La résiliation des mandats résulte soit de la découverte de meilleurs talents, soit des conditions de marché, d'un changement de style du gérant qui n'était pas prévu dans le mandat de départ, soit encore pour des questions de performance ou de volatilité. Mais «le changement de managers s'effectue surtout à l'apparition de nouvelles opportunités de rendement».

Le choix des gérants de hedge funds, à partir de critères opérationnels et d'investissements, appartient à une équipe de plus de 70 managers de fonds de fonds, basée surtout à Londres, mais aussi à New York et à Hongkong. Quatre personnalités font partie de ce groupe depuis plus de quatre ans. Il s'agit de David Smith, le responsable de l'unité, Kier Boley, David Ahn et Nancy Skiest-Andrews.

Changement de directeur

GAM, qui n'accepte les clients privés qu'à partir de 5 millions de dollars, profite de sa longue expérience dans ce domaine et de l'attention des investisseurs de plus en plus portée sur le concept de rendement absolu, soit l'estimation de la performance indépendamment d'un indice de référence. Gilbert de Botton, fondateur de GAM en 1983, fut l'un des premiers porte-drapeaux de cette philosophie ainsi que de cette incessante quête des meilleurs talents au monde.

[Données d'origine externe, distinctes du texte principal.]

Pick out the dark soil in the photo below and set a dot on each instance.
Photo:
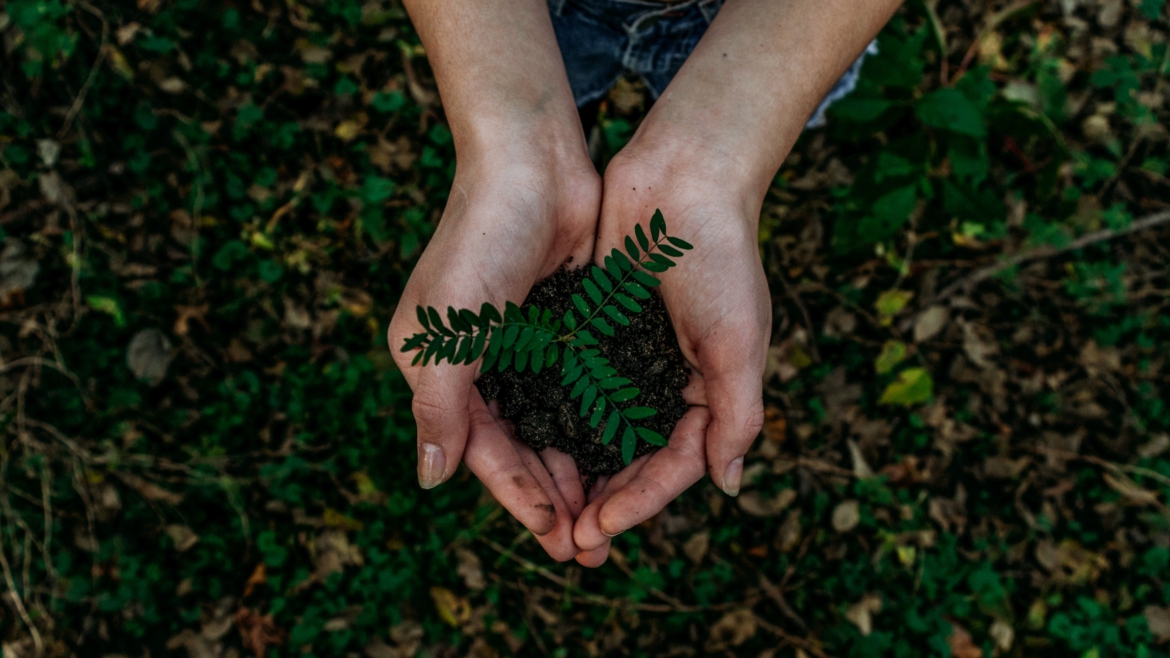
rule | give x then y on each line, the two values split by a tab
646	353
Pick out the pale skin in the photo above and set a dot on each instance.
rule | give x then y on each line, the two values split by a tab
525	198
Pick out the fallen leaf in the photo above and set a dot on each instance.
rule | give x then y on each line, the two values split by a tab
961	643
846	515
149	355
929	323
453	609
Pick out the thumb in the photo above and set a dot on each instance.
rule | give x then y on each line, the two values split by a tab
440	405
735	397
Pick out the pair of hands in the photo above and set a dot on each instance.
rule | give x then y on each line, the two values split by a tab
515	216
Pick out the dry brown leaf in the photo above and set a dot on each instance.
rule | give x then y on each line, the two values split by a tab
961	643
846	515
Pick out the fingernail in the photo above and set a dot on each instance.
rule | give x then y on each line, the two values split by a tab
432	466
733	475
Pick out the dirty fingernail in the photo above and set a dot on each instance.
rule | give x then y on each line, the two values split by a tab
733	475
432	465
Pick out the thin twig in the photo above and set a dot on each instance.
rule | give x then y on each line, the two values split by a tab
981	275
93	72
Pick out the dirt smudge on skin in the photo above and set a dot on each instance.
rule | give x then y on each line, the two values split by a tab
646	353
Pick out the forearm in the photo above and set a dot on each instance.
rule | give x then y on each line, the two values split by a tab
500	74
743	96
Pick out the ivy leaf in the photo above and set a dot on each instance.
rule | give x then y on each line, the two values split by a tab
601	280
641	238
914	385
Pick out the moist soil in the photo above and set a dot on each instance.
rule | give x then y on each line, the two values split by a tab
646	353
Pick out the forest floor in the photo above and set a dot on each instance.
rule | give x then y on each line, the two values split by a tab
208	210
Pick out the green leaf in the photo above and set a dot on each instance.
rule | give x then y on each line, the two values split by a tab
950	109
436	322
572	376
914	385
465	347
628	443
496	341
625	395
631	304
601	326
601	280
489	360
489	313
611	426
892	354
621	260
645	279
658	225
591	289
582	304
632	249
587	399
642	240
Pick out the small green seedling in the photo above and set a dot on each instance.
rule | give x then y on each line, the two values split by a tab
538	341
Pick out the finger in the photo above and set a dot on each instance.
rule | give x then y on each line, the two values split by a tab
596	557
494	459
735	396
558	542
587	532
564	473
669	472
440	405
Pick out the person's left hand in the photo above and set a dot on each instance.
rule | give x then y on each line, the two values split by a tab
718	302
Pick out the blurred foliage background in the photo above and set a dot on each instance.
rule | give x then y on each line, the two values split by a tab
208	210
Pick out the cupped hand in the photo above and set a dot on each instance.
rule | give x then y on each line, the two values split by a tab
513	218
718	302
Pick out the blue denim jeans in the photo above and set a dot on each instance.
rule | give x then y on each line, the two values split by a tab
601	39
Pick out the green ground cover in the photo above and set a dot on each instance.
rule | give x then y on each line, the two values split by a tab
208	210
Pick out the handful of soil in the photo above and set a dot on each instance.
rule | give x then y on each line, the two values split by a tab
646	353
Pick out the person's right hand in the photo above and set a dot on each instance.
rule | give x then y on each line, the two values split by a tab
514	217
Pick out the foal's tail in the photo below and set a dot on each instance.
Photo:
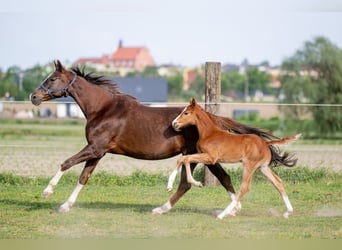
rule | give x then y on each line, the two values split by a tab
226	123
287	159
284	141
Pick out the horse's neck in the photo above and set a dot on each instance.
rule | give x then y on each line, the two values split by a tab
205	125
89	97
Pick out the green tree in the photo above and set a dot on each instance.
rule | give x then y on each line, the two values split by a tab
232	81
258	80
314	75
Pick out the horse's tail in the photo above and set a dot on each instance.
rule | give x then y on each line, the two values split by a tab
239	128
287	159
284	141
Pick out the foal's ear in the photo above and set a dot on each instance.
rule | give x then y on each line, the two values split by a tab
58	66
192	102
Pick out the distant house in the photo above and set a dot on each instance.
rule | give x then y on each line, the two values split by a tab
147	90
123	60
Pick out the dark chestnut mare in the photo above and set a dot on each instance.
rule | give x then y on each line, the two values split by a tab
117	123
217	145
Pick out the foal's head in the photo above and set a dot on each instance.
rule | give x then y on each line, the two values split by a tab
55	85
187	117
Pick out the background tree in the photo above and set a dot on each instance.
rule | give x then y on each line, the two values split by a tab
314	75
175	86
258	80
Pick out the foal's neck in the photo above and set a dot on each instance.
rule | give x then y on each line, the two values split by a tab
205	125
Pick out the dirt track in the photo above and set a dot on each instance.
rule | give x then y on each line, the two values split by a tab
44	159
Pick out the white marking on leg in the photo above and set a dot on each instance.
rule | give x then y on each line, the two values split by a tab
233	198
171	180
190	178
162	209
65	207
228	210
53	182
289	208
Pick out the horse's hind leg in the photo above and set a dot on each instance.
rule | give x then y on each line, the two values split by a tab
86	173
277	183
183	187
87	153
53	182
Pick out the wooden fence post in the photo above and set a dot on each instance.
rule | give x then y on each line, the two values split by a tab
212	100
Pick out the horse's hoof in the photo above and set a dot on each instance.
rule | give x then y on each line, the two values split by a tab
157	210
65	208
46	194
287	214
199	184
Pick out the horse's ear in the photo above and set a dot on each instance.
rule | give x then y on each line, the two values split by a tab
192	102
58	66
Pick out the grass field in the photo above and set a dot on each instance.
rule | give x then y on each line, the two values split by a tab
118	201
123	210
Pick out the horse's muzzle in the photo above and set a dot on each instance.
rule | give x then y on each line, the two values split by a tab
36	100
175	126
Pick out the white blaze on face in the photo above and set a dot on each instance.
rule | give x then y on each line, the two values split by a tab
175	120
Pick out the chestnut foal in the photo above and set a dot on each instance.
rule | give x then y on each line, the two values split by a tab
216	145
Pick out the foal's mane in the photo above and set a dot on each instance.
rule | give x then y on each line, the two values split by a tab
98	80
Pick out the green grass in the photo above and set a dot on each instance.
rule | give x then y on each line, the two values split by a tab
120	207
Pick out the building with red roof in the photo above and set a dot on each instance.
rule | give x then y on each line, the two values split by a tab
122	61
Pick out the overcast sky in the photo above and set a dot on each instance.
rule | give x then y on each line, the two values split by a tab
182	32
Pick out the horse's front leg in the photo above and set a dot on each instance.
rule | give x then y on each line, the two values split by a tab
183	187
85	154
53	182
86	173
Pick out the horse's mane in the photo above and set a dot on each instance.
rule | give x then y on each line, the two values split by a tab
99	80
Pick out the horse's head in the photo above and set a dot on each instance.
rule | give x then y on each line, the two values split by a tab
55	85
187	117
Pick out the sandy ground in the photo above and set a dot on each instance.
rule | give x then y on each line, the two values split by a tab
44	158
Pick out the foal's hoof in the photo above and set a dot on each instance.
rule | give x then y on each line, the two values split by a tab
287	214
199	184
158	211
65	208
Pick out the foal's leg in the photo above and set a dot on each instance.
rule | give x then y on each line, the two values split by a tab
276	181
86	173
247	175
183	187
172	178
225	181
195	158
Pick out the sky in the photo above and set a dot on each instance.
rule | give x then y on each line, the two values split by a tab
181	32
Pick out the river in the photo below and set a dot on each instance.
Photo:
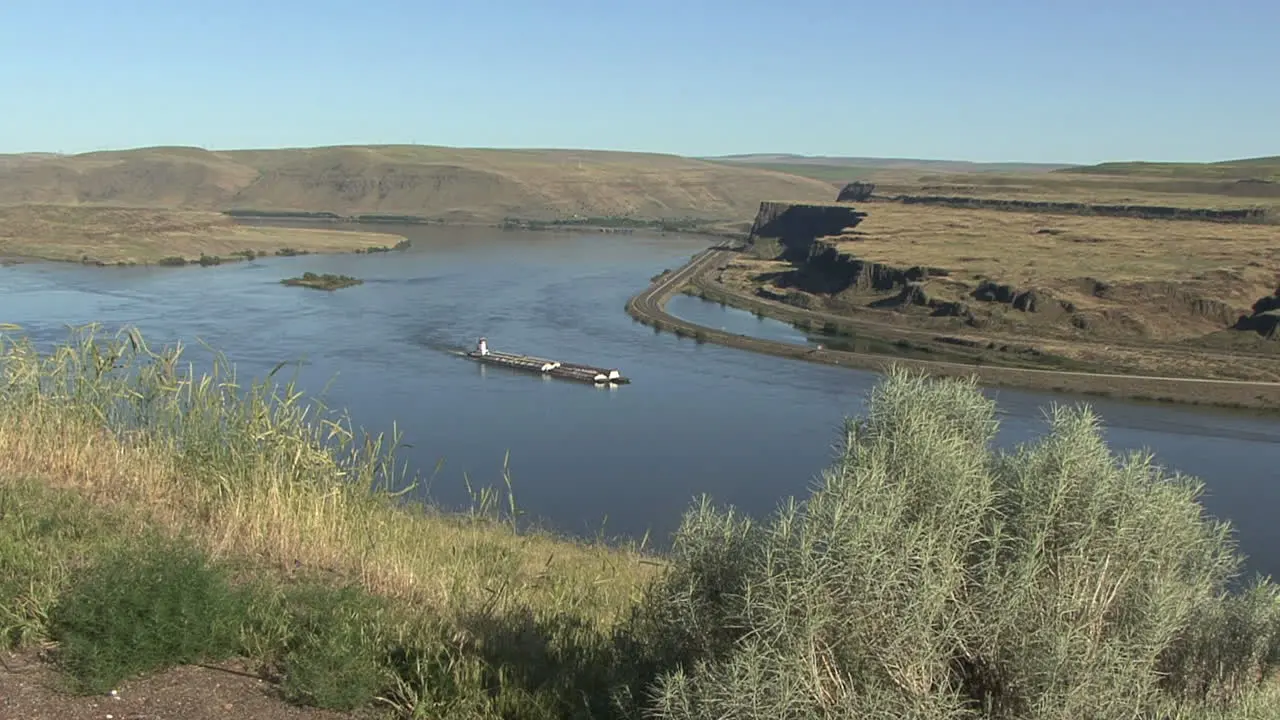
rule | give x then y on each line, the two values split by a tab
748	429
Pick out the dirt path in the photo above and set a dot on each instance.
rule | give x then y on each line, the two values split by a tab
649	308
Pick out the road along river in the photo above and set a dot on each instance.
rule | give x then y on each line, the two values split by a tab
744	427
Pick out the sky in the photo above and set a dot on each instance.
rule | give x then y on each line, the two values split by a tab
1046	81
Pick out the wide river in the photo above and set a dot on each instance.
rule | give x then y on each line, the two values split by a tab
746	429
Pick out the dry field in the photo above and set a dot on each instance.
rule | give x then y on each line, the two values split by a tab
115	235
1112	294
458	185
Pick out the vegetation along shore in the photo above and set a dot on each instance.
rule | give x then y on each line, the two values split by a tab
150	518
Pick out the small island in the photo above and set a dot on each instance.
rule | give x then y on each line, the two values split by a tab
323	282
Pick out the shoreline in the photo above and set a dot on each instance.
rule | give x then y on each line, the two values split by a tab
649	308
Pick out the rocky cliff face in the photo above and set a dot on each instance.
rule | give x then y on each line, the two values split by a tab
796	226
1265	319
855	192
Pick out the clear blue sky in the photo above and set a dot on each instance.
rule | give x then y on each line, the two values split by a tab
1075	81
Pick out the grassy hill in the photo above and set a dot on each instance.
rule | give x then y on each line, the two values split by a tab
839	169
1266	169
464	185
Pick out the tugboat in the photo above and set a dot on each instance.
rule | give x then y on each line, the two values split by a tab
551	368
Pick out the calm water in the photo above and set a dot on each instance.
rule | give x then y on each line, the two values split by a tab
699	418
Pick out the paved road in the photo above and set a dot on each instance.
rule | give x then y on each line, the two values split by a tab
649	308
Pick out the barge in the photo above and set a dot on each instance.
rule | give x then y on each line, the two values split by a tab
548	368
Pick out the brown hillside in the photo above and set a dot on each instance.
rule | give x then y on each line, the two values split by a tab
437	182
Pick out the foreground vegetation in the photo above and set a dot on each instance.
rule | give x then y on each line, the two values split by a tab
151	515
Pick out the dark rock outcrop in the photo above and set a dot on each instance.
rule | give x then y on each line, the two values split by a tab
855	192
798	226
1147	212
1265	319
828	270
1025	300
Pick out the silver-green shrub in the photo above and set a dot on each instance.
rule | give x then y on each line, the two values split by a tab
932	577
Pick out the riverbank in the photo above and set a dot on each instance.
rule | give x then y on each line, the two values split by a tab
648	308
211	507
131	236
154	519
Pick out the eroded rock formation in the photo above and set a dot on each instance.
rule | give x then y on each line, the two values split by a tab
798	226
855	192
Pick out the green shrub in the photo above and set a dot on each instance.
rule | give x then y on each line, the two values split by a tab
333	654
42	532
150	606
931	577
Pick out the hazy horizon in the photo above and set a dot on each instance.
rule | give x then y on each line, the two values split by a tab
988	82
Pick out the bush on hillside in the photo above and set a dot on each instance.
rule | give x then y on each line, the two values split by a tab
146	607
931	577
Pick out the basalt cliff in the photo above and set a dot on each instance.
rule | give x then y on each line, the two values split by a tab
826	273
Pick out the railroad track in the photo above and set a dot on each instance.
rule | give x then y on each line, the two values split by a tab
649	308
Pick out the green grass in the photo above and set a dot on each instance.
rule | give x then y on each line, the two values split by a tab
1252	168
325	281
837	174
155	605
170	518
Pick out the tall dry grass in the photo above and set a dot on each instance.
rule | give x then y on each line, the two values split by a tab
255	472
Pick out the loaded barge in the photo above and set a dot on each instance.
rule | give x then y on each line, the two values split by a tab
549	368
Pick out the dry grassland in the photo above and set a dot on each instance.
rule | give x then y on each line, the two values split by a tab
115	235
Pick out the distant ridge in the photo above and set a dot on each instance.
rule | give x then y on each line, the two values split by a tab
1264	169
444	183
886	163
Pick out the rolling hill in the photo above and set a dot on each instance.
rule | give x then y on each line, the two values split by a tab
447	183
1249	169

Reprise par UBS en 1999, quand elle pesait 14 milliards d'actifs, la société a fortement progressé et gère aujourd'hui 38 milliards de dollars. De ce montant, on distingue la partie institutionnelle (6,9 milliards de dollars fin 2004), privée (14,7 milliards) et fonds de placement (15,6 milliards). Au sein de la première banque suisse, GAM est indépendante dans son action même si elle appartient depuis 2003 à une holding, SBC Wealth Management, comprenant aussi trois banques de gestion. Le président de la holding est Hans de Gier et le vice-président Georges Gagnebin.

Un événement clé pour GAM s'est produit avec l'arrivée d'un nouveau directeur général, David Solo, la jeune et brillante star américaine entrée dans le groupe UBS à l'époque du rachat de O'Connors par la SBS. Il succède à Burkhard Poschadel, retiré depuis mai dernier.

Au siège de la société et parmi la concurrence, chacun se demande si cette arrivée présage de vastes travaux de réorganisation. Aujourd'hui, il s'avère que non. «La stratégie sera assez peu modifiée, si ce n'est qu'un effort particulier sera porté sur l'institutionnel, sur le plan mondial et suisse», selon Reinhard Müller. Davantage de ressources seront dédiées à ce secteur, de nouveaux produits spécifiques seront lancés. Les caisses de pension helvétiques ne sont pour l'instant guère friandes de hedge funds. Ces produits représentent 1 à 2% de leurs actifs. Mais la proportion augmente «à des fins de diversification des risques».

Quatorze fonds enregistrés en Suisse

Les actifs institutionnels de GAM ont d'ailleurs plus que doublé depuis l'an 2000 pour atteindre aujourd'hui 6,9 milliards de dollars. L'équipe de ventes suisse compte huit personnes pour les institutionnels et les intermédiaires. Les fonds multi-managers leur semblent prédestinés. Les consultants devraient aussi être séduits. Car «70% des mandats institutionnels sont, à mon avis, le fruit des décisions des consultants», explique Reinhard Müller.

Outre les hedge funds, l'autre expertise de GAM se situe dans les fonds de placement avec gestion active. Les gérants de ces produits sont soit internes (28 d'entre eux), associés (3) ou externes (16). Ici, GAM se positionne plutôt comme boutique, avec des produits globaux en actions, ou spécifiques à une région. Quatorze fonds GAM sont enregistrés en Suisse, dont celui sur les actions européennes, géré par la star John Bennett, actif pour le groupe depuis plus de dix ans.